What Constitutes A Seizure With Regard To Digital Content?

In the Fourth Amendment incorporated searches and seizure measures regulate other people from entering homes or seizing physical evidence.  It prohibits unreasonable search or seizure and now is being called to regulate different processes in retrieving the digital evidence from electronic storage devices.  This Amendment tries to consider in which conditions the government investigators can legally retrieve any evidence from one’s computer (Kerr, 2005).

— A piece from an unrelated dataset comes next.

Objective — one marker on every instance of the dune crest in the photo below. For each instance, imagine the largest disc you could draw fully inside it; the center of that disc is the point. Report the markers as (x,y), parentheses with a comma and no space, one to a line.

Seizure is constituted in the current laws when mapping the doctrine of search and seizures onto the characteristics of physical property. The other physical barriers tend to miss in the digital environment, thus, raising questions on how to regulate the access to information in its absence. Also seizures based on the Fourth Amendment, as enacted during the colonial era experience enforced by the general warrants in the assistance of wrists. This allowed the officials to enter the private homes to conduct dragnet searches in case of crime evidence. Judy Betty Fletcher’s opinion approved the seizure offering a suggestion on how the government can be able to avoid violation of the Fourth Amendment rights in cases, which involved commingled documents. This makes the broad seizures occur only when they are justified by practical concerns (Kerr, 2005).


Can You be Criminally Charged for Downloading? What Is an Illegal Download? Can You Plead the Fifth with Regard to Digital Content/Speech?

Some rationales have been put in place to copying files of any computer or holding unpublished opinions. In a case study of Gorshkov in the United States, FBI agents accessed a suspect account on the Internet and downloaded his files without obtaining the warrant. This case was taken to court, where the district judge Hicks concluded that it was not a seizure because FBI did not interfere with the defendant’s data, nor did it have any possessory interest in the data. This is because it remained intact. This implies that one can be charged when in possession of downloaded material that is not published, if he has an intention to use it for modifications or other personal interests (Kerr, 2005).